"The Stridsvagn Strv m/40 light tank became the first Swedish-designed combat tank to see quantitative production - this during World War 2."
Power & Performance Those special qualities that separate one land system design from another. Performance specifications presented assume optimal operating conditions for the Stridsvagn m/40 (Strv m/40) Light Tank.
1 x Scania-Vabis 1664, 6-cylinder gasoline engine of 142 horsepower (m/40L) OR 1 x Scania-Vabis L603 gasoline engine of 162 horsepower (m/40K). Installed Power
30 mph 48 kph Road Speed
124 miles 200 km Range
Structure The physical qualities of the Stridsvagn m/40 (Strv m/40) Light Tank.
3 (MANNED) Crew
16.1 ft 4.9 meters O/A Length
6.9 ft 2.1 meters O/A Width
6.9 ft 2.1 meters O/A Height
20,944 lb 9,500 kg | 10.5 tons Weight
Armament & Ammunition Available supported armament, ammunition, and special-mission equipment featured in the design of the Stridsvagn m/40 (Strv m/40) Light Tank.
1 x 37mm Bofors main gun.
1 x 7.7mm Ksp m/39 strv co-axial machine gun.
1 x 7.7mm Ksp m/39 strv bow-mounted machine gun.
AMMUNITION: Not Available.
Variants Notable series variants as part of the Stridsvagn m/40 (Strv m/40) family line.
Stridsvagn Strv m/40 - Base Series Designation
Stridsvagn Strv m/40L - AB Landsverk model; 9.1 ton combat weight; 4 to 15mm armor protection; Scania-Varbis 1664 engine of 142 horsepower; 100 units produced.
Stridsvagn Strv m/40K - Karlsverk model; 10.9 combat weight; 4-50mm armor protection; Scania-Varbis L603 engine of 162 horsepower; 80 units produced.
The Stridsvagn Strv m/40 Light Tank was the first Swedish combat tank to be ordered in useful quantity - its total manufacture output running 180 vehicles. The design was a further evolution of the original L-60 tank which emerged from work begun in 1934. The line ultimately included the Strv m/38, Strv m/39, and the still-to-come Strv m/42. As the war in Europe spread into neighboring Norway and Finland, the Swedish government moved on attempting to provide a viable defense should it itself be invaded despite their neutral position in the war.

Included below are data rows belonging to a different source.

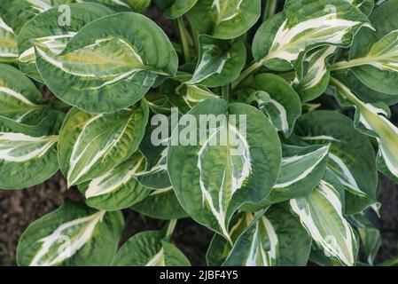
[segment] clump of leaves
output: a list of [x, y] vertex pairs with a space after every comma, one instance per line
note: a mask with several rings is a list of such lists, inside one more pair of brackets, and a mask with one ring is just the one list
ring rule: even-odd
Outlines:
[[[378, 171], [398, 182], [398, 0], [72, 2], [0, 7], [0, 187], [60, 170], [85, 198], [31, 224], [19, 264], [188, 265], [188, 217], [215, 233], [209, 265], [373, 264]], [[151, 143], [173, 106], [246, 115], [246, 136], [223, 125], [241, 155]], [[119, 248], [121, 209], [168, 222]]]

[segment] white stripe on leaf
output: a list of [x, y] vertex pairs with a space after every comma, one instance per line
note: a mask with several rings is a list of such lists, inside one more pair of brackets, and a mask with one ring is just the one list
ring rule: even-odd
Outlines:
[[[283, 157], [282, 171], [274, 188], [287, 187], [304, 179], [327, 156], [328, 153], [329, 146], [324, 146], [303, 155]], [[283, 175], [284, 171], [288, 174], [287, 177], [289, 179], [285, 179], [285, 177]], [[292, 173], [295, 173], [295, 175], [292, 177]]]
[[86, 198], [89, 199], [112, 193], [127, 184], [131, 178], [134, 178], [134, 175], [139, 170], [143, 162], [144, 162], [144, 157], [140, 158], [137, 163], [132, 164], [129, 170], [122, 172], [122, 176], [120, 176], [117, 170], [113, 169], [101, 177], [92, 179], [85, 193]]
[[[53, 266], [73, 256], [91, 239], [97, 225], [102, 222], [105, 211], [66, 222], [38, 242], [40, 249], [30, 263], [30, 266]], [[63, 241], [68, 243], [62, 248]], [[64, 249], [62, 249], [64, 248]]]
[[[316, 14], [316, 11], [313, 12]], [[365, 22], [340, 19], [339, 16], [331, 11], [319, 17], [310, 18], [308, 15], [308, 20], [303, 21], [286, 19], [276, 34], [269, 54], [261, 61], [279, 59], [292, 63], [310, 46], [320, 43], [343, 45], [345, 36], [351, 28], [371, 27]]]
[[22, 162], [44, 155], [58, 141], [58, 136], [32, 137], [22, 133], [0, 132], [0, 160]]
[[[228, 135], [227, 146], [212, 145], [218, 135], [220, 138]], [[232, 137], [233, 139], [231, 139]], [[204, 170], [206, 166], [202, 167], [202, 164], [208, 162], [215, 156], [222, 155], [227, 161], [225, 161], [222, 177], [217, 177], [219, 180], [215, 180], [215, 177], [209, 177]], [[222, 234], [230, 241], [226, 226], [228, 206], [235, 192], [242, 186], [243, 182], [251, 173], [249, 147], [242, 133], [230, 124], [223, 125], [215, 130], [198, 153], [198, 169], [200, 173], [199, 185], [203, 207], [208, 206]]]
[[[264, 247], [269, 244], [269, 248]], [[278, 240], [272, 224], [266, 217], [256, 222], [246, 266], [274, 266], [277, 263]]]
[[322, 180], [310, 194], [291, 200], [290, 205], [327, 256], [354, 265], [356, 240], [343, 217], [339, 193], [331, 184]]

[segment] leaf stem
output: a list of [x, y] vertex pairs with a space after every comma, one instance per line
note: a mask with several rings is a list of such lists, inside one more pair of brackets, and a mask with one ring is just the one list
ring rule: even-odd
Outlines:
[[260, 67], [262, 67], [262, 62], [254, 62], [251, 66], [249, 66], [246, 70], [244, 70], [239, 77], [231, 84], [231, 89], [235, 89], [243, 80], [247, 78], [253, 72], [257, 71]]
[[177, 224], [177, 219], [171, 219], [166, 224], [164, 227], [164, 235], [165, 239], [169, 241], [171, 236], [173, 235], [174, 230], [176, 229], [176, 225]]
[[377, 266], [395, 266], [395, 265], [398, 265], [398, 256], [395, 256], [394, 258], [388, 259], [377, 264]]
[[51, 108], [56, 110], [71, 107], [70, 105], [66, 104], [66, 102], [63, 102], [62, 100], [51, 100], [50, 104], [51, 106]]
[[277, 0], [267, 0], [267, 2], [265, 3], [264, 16], [262, 17], [262, 21], [265, 21], [267, 19], [275, 14], [277, 6]]
[[289, 71], [285, 73], [277, 74], [279, 77], [284, 78], [285, 80], [293, 80], [296, 77], [295, 71]]
[[191, 51], [190, 51], [190, 35], [183, 23], [183, 18], [177, 19], [178, 31], [180, 33], [181, 44], [183, 45], [183, 59], [185, 63], [191, 61]]

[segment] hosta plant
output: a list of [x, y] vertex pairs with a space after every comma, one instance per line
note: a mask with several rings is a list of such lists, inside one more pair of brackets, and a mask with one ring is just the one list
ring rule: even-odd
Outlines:
[[[397, 14], [398, 0], [2, 0], [0, 188], [60, 170], [84, 200], [32, 223], [18, 264], [190, 265], [173, 233], [191, 217], [214, 233], [209, 265], [373, 264], [378, 173], [398, 182]], [[121, 243], [122, 210], [164, 227]]]

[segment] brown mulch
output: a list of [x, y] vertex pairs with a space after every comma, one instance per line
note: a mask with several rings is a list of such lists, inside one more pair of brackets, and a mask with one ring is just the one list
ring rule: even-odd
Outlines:
[[[76, 189], [66, 189], [60, 173], [28, 189], [0, 190], [0, 266], [15, 265], [15, 248], [20, 234], [30, 223], [56, 209], [65, 198], [83, 201]], [[123, 213], [127, 228], [121, 245], [137, 233], [160, 230], [165, 224], [130, 209]], [[173, 241], [187, 255], [192, 264], [204, 265], [212, 233], [207, 229], [191, 219], [183, 219], [177, 224]]]

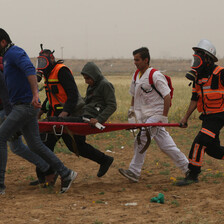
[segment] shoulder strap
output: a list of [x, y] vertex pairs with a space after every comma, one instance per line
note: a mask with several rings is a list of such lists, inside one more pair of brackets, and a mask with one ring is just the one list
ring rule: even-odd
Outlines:
[[135, 74], [134, 74], [134, 81], [136, 81], [136, 79], [137, 79], [137, 75], [138, 75], [138, 73], [139, 73], [139, 69], [137, 69], [136, 71], [135, 71]]
[[152, 68], [151, 71], [150, 71], [150, 73], [149, 73], [149, 84], [151, 84], [151, 85], [153, 85], [152, 76], [153, 76], [154, 72], [156, 72], [156, 71], [158, 71], [158, 70]]
[[156, 70], [155, 68], [151, 69], [151, 71], [149, 72], [149, 84], [152, 86], [152, 88], [163, 98], [162, 94], [156, 89], [156, 87], [153, 84], [153, 79], [152, 76], [154, 74], [154, 72], [156, 72], [158, 70]]
[[221, 70], [223, 70], [224, 68], [223, 67], [221, 67], [221, 66], [217, 66], [215, 69], [214, 69], [214, 71], [213, 71], [213, 74], [214, 75], [217, 75]]

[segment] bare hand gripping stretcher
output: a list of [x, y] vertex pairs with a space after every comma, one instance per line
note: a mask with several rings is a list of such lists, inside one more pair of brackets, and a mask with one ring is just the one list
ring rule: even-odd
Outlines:
[[40, 121], [39, 131], [40, 133], [54, 133], [56, 135], [61, 135], [66, 133], [68, 129], [74, 135], [91, 135], [111, 131], [119, 130], [131, 130], [139, 129], [150, 126], [163, 126], [163, 127], [180, 127], [179, 123], [148, 123], [148, 124], [129, 124], [129, 123], [97, 123], [95, 127], [92, 127], [88, 123], [76, 123], [76, 122], [49, 122]]

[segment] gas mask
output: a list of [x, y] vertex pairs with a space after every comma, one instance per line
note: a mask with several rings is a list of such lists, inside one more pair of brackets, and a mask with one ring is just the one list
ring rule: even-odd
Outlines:
[[54, 51], [50, 51], [48, 49], [43, 50], [43, 45], [41, 44], [41, 52], [39, 53], [39, 57], [37, 57], [37, 78], [41, 80], [44, 75], [46, 78], [49, 76], [51, 70], [54, 65], [52, 60], [54, 61]]
[[188, 71], [186, 73], [186, 75], [185, 75], [185, 77], [187, 79], [189, 79], [190, 81], [195, 81], [196, 80], [196, 76], [197, 76], [197, 72], [194, 69]]
[[205, 53], [203, 51], [195, 51], [193, 55], [193, 60], [191, 64], [191, 68], [195, 70], [197, 73], [202, 73], [204, 69], [206, 69], [207, 64], [205, 61]]

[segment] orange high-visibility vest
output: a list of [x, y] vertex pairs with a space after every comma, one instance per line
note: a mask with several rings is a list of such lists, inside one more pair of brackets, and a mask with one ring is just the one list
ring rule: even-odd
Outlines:
[[65, 67], [65, 65], [56, 64], [48, 79], [45, 79], [44, 82], [47, 98], [53, 110], [51, 116], [56, 110], [63, 110], [63, 105], [67, 101], [67, 94], [58, 80], [58, 72], [62, 67]]
[[[213, 114], [224, 111], [224, 87], [220, 80], [222, 69], [224, 68], [217, 66], [209, 78], [199, 79], [195, 83], [195, 89], [193, 89], [193, 92], [197, 92], [199, 96], [197, 109], [203, 114]], [[214, 76], [217, 76], [217, 89], [211, 88], [212, 79]]]

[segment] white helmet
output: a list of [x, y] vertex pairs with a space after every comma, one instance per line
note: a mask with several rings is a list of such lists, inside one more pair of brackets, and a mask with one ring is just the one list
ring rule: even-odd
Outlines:
[[202, 50], [204, 51], [208, 56], [210, 56], [214, 62], [218, 61], [218, 58], [215, 56], [216, 55], [216, 49], [215, 46], [209, 41], [202, 39], [198, 43], [197, 47], [192, 47], [193, 50]]

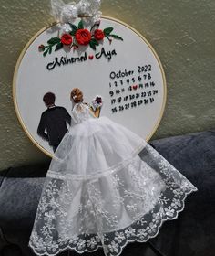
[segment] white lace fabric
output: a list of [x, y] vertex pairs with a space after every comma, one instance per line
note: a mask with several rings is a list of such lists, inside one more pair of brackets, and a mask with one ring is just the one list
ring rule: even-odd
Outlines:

The evolving war situation also helped the Swedes to evolve their own tank design and doctrine approach without exposure to direct combat. As such, the m/40 was something of a refined m/39 featuring a new turret design (with revised gun mantlet), extra armor protection, and a useful commander's cupola. The crew remained three - driver, commander, and gunner, while the five-wheeled running gear was retained as was the primary armament of 1 x 37mm Bofors gun along with 2 x 8mm Ksp m/39 machine guns - one machine gun coaxially mounted and the other in the bow.
The m/40 appeared in two marks - the m/40L by AB Landsverk and the m/40K by Landsverk subcontractor Karlsverk ("Karlstads Mekaniska Verkstad"). Differences between the two were notable - the L-model weighing 9.1 tons, featuring armor protection up to 15mm, and powered by a Scania-Vabis 1664 series engine of 142 horsepower. The K-model weighed in at 10.9 tons, held armor protection up to 50mm thick, and was driven by a Scania-Varbis L603 engine of 162 to help content with the added weight. Dimensions were consistent across the two vehicles - length of 4.9 meters, width of 2 meters, and height of 2 meters. Road speeds were equal at 28 miles per hour. Armament remained the same as in earlier Swedish tank offerings - a single 37mm Bofors main gun with 2 x 8mm Ksp m/39 anti-infantry machine guns. The running gear was carried over as well - four road wheels to a hull side with the drive sprocket at front and track idler at rear. Two track return rollers were also used.
The stock of available m/40 tanks grew from 1942 to 1944. Total production numbered 180 vehicles - 100 by AB Landsverk and 80 of the improved form by Karlsverk.